建国のきっかけは福島第一原発の事故。危険があるのに正確な情報を教えない、国民を守らない政府を見て、これは政府ではないと思い、生存権に特化した国と政府を作ってしまったのだ。
「原発事故への対応を見て腸(はらわた)が煮えたぎったけど、不満は以前からあった。月給18万円の人がワンルームに住んで8万円も家賃を払うなんて異常。金のないやつは住む場所がなくてもいい、って話でしょう。(略)もはや政府ではないと思った。だから、日本は無政府状態なんです。でも政府がないのはまずいから、自分が国を建てて、その国の内閣総理大臣になるしかないと」(坂口)
彼が目指しているのは土地と住宅からの解放。早稲田大学時代建築学科に籍を置き、路上生活者たちの調査をしてみたら、彼らの中にはホームレスではなく、合法的に家を持っている人間がいた。調べてみると、係争の結果、誰も所有していない土地や、国と都、どちらが所有権を持つのか決まらずに放置されている土地が都内にあることもわかってきた。
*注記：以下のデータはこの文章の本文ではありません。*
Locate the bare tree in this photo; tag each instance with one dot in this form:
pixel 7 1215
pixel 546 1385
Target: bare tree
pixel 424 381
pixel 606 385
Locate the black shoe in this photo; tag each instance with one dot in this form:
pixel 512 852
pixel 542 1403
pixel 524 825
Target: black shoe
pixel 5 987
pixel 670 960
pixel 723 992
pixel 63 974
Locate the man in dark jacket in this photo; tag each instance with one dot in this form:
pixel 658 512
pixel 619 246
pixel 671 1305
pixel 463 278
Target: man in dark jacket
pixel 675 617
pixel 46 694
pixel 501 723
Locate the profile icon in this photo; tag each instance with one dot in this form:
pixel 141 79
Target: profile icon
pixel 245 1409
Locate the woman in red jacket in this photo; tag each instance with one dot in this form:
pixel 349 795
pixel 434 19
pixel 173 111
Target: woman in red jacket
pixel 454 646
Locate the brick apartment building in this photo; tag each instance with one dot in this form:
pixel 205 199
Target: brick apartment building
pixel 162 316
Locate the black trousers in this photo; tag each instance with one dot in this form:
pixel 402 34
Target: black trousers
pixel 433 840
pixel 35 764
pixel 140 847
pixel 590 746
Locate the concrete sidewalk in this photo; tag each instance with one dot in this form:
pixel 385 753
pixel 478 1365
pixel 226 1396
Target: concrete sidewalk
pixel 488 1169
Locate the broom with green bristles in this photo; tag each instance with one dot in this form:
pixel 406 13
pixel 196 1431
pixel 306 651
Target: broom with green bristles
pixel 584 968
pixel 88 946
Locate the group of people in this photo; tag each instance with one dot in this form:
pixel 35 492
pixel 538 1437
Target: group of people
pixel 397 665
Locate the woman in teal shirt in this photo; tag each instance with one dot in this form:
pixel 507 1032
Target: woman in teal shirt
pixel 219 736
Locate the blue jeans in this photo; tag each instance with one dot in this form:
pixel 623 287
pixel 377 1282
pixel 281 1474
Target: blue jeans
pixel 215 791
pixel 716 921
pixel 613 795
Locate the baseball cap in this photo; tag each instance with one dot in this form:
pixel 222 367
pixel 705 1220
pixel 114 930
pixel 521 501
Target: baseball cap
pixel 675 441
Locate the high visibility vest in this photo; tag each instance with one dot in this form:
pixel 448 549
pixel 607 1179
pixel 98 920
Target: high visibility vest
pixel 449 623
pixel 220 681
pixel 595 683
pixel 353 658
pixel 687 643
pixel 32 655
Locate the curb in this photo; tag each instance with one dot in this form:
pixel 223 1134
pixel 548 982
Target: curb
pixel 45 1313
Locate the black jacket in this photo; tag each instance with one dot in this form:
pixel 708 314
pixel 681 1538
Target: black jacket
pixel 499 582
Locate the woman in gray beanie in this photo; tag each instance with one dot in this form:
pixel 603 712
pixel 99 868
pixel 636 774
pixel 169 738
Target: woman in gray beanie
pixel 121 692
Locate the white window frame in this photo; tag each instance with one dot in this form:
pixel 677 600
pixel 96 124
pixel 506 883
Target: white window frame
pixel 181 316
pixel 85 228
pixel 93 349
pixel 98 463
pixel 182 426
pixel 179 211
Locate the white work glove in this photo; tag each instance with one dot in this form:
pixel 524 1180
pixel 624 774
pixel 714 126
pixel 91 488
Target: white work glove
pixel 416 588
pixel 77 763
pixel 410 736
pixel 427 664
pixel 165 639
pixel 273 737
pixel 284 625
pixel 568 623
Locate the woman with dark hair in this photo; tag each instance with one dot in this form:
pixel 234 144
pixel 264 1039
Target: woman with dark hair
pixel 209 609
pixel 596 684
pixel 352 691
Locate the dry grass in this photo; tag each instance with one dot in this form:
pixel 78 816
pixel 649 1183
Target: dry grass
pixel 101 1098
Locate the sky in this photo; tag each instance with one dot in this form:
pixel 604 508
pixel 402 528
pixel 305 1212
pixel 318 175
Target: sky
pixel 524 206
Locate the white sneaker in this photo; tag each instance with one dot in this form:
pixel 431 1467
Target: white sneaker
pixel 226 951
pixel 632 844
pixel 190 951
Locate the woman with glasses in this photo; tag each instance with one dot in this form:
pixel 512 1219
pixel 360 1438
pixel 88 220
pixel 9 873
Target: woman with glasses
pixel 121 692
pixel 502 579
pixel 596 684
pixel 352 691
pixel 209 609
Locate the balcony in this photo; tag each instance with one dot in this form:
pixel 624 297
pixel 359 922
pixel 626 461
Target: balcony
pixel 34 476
彼らには段ボールハウスは寝室に過ぎない。図書館が本棚、公園は水場、スーパーは冷蔵庫。都市空間のすべてを自分の家と捉える発想があることに気づく。
それをヒントに自分でモバイルハウスを作る。ベニヤ板だけで作った三畳間だけの小さな家だが、リヤカーの車輪がついているのがミソで、これだけで車両扱いになる。建築基準法上の「家」ではないから固定資産税はかからないし、建てるのに免許もいらない。
初期投資に2万~3万円はかかるが家賃はゼロ。井戸水を使い、自家発電を行なえば、水道光熱費もゼロだ。
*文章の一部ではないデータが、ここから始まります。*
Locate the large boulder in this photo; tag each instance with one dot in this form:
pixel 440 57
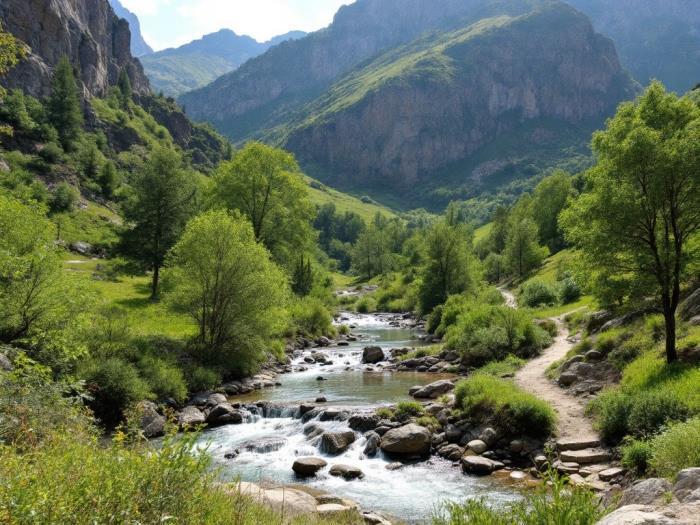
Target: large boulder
pixel 151 422
pixel 434 390
pixel 408 439
pixel 335 443
pixel 224 414
pixel 308 467
pixel 190 417
pixel 372 354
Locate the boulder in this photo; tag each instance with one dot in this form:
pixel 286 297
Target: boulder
pixel 308 467
pixel 347 472
pixel 408 439
pixel 335 443
pixel 190 417
pixel 477 465
pixel 152 423
pixel 647 492
pixel 434 390
pixel 224 414
pixel 636 515
pixel 372 355
pixel 687 486
pixel 363 422
pixel 477 446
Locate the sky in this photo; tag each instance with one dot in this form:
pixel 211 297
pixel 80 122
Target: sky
pixel 171 23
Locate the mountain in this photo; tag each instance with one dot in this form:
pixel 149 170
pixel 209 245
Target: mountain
pixel 139 47
pixel 176 71
pixel 444 110
pixel 260 93
pixel 654 38
pixel 86 31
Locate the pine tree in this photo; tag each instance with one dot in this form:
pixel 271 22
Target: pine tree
pixel 63 105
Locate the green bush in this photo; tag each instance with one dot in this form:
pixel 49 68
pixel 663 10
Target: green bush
pixel 636 456
pixel 113 384
pixel 677 448
pixel 501 403
pixel 537 293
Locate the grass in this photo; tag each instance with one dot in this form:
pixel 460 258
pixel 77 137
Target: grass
pixel 488 399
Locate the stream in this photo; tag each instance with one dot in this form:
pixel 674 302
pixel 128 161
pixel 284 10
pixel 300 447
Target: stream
pixel 267 446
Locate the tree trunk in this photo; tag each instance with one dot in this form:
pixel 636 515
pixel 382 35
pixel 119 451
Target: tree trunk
pixel 670 321
pixel 155 281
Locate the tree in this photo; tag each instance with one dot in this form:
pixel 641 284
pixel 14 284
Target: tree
pixel 229 285
pixel 266 185
pixel 641 207
pixel 448 270
pixel 522 250
pixel 124 87
pixel 162 202
pixel 549 199
pixel 63 104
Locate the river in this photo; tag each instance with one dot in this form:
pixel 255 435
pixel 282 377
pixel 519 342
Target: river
pixel 268 445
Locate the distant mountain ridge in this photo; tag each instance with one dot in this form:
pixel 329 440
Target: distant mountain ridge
pixel 139 47
pixel 177 70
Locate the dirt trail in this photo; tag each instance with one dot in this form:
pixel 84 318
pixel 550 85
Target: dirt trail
pixel 573 422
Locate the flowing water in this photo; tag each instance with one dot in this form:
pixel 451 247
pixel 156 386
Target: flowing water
pixel 267 444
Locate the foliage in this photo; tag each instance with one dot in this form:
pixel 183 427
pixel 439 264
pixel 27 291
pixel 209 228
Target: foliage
pixel 226 281
pixel 265 184
pixel 488 399
pixel 162 202
pixel 641 206
pixel 553 503
pixel 63 105
pixel 677 448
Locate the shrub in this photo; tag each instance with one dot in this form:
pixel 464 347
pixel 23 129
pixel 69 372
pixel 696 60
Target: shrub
pixel 63 198
pixel 537 293
pixel 114 384
pixel 569 291
pixel 636 456
pixel 677 448
pixel 500 402
pixel 311 317
pixel 407 409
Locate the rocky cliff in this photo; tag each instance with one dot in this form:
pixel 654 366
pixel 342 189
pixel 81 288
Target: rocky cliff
pixel 417 112
pixel 95 40
pixel 262 92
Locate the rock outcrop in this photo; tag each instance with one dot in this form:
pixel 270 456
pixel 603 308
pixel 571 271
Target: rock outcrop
pixel 95 40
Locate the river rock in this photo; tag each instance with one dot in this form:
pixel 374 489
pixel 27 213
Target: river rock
pixel 308 467
pixel 190 417
pixel 152 423
pixel 372 355
pixel 224 414
pixel 363 422
pixel 647 492
pixel 335 443
pixel 347 472
pixel 434 390
pixel 477 465
pixel 687 487
pixel 408 439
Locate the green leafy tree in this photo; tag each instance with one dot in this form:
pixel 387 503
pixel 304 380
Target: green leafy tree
pixel 162 202
pixel 523 252
pixel 448 269
pixel 641 207
pixel 549 199
pixel 229 285
pixel 266 185
pixel 63 104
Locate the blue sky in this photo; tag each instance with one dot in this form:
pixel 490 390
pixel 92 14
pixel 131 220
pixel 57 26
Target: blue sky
pixel 170 23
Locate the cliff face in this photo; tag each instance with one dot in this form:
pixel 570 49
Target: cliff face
pixel 414 112
pixel 95 40
pixel 265 89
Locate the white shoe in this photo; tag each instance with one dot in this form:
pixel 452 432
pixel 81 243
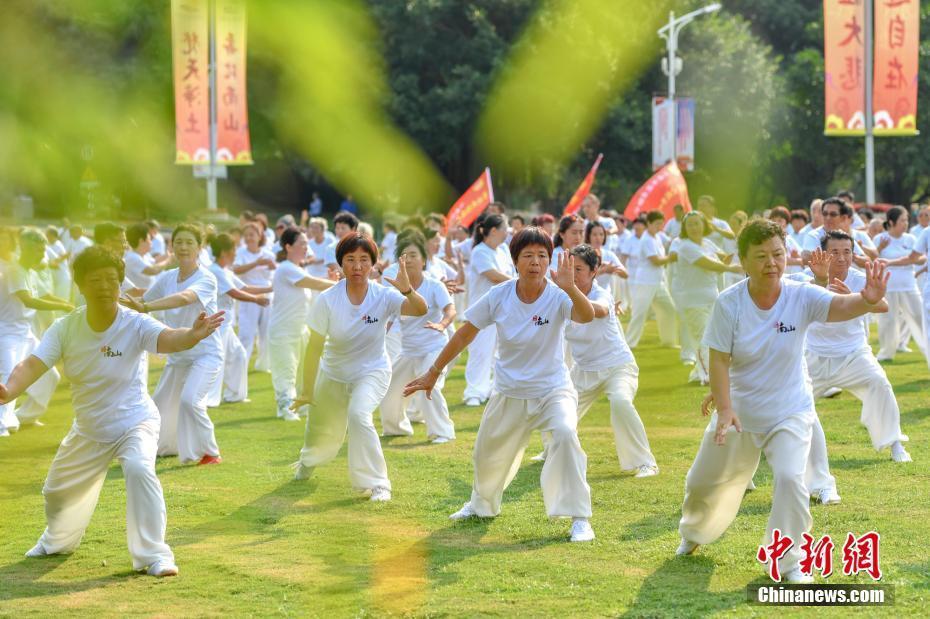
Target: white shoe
pixel 581 530
pixel 647 470
pixel 465 513
pixel 161 569
pixel 380 495
pixel 796 577
pixel 828 496
pixel 302 471
pixel 686 548
pixel 37 551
使われていない土地を無償で借りてモバイルハウスを並べ、0円で泊まれる避難場所を用意し、福島の子どもたちや東日本からの避難者を受け入れている。
坂口はツイッターのフォロワーを新政府の国民と定義していて、現時点で3万2000人超の国民がいる。東京ミッドタウンにあるフリースペースの使用権を無償で譲り受け、そこを国会議事堂にするという。
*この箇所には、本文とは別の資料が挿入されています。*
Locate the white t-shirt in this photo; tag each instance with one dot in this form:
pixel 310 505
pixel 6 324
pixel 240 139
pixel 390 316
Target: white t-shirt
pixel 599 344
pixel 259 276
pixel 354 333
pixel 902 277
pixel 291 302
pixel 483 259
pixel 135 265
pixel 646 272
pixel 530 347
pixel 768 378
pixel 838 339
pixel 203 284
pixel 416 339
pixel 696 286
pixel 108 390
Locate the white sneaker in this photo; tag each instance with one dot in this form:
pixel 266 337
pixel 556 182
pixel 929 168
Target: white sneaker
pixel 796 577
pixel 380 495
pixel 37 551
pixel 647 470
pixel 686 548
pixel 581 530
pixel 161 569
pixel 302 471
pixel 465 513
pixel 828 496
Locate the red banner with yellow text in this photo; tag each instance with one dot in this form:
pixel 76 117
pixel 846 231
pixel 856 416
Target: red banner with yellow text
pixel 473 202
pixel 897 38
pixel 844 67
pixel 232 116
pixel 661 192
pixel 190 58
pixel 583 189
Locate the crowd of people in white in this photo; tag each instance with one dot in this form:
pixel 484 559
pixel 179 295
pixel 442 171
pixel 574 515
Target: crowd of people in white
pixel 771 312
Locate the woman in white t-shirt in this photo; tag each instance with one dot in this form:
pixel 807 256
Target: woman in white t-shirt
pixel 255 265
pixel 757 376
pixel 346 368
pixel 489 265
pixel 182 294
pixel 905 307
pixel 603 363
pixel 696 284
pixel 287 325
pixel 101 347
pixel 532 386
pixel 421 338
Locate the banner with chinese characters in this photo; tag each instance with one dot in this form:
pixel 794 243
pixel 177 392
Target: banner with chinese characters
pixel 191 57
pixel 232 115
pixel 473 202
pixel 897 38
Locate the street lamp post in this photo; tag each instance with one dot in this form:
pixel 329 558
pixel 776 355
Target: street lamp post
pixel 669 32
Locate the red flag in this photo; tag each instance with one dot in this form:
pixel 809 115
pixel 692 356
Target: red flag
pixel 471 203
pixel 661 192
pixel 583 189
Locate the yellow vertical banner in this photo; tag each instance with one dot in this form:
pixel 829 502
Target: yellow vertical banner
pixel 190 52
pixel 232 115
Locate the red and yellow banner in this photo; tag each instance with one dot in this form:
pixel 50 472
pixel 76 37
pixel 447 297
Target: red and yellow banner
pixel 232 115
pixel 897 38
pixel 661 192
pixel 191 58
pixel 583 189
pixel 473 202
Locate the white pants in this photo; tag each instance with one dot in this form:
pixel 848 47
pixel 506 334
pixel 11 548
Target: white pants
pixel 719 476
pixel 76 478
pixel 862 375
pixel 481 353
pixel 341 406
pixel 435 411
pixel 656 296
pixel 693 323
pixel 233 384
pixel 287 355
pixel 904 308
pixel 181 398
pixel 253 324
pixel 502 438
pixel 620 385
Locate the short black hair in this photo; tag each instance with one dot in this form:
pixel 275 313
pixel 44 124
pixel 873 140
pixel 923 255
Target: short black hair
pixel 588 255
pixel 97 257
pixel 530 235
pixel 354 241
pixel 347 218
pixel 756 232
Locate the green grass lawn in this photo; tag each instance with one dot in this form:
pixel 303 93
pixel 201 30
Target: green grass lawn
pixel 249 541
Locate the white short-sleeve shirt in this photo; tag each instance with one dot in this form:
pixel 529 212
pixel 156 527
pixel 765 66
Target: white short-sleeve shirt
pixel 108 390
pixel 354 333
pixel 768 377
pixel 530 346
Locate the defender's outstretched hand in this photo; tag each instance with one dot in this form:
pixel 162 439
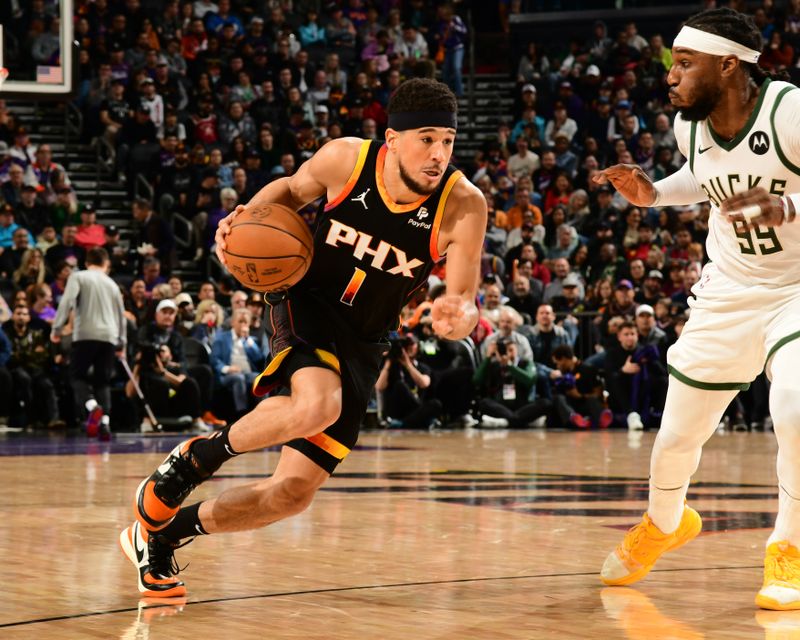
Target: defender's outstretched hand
pixel 631 181
pixel 223 229
pixel 451 314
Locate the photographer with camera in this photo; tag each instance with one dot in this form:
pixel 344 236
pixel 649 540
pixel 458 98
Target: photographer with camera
pixel 169 393
pixel 577 393
pixel 635 378
pixel 403 381
pixel 505 384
妻と4歳の子どもを持ち、収入は原稿料とドローイング(絵)の販売、それにカンパ。
坂口は『独立国家のつくりかた』(講談社現代新書)でこういっている。
「35年ローンをほとんど強要するような労働環境は、まるで奴隷制度である。その土地に縛られ、身動きが取れなくなる。それでも働かないと借金を返せない。死の灰がどれだけ積もっているとわかっていても、生活費、ローンを返すためには仕事をやめることができない。そんな馬鹿な話があるだろうか。生きるという行為を勘違いしている」
おもしろい発想をする、実に痛快な若者が出てきたものだ。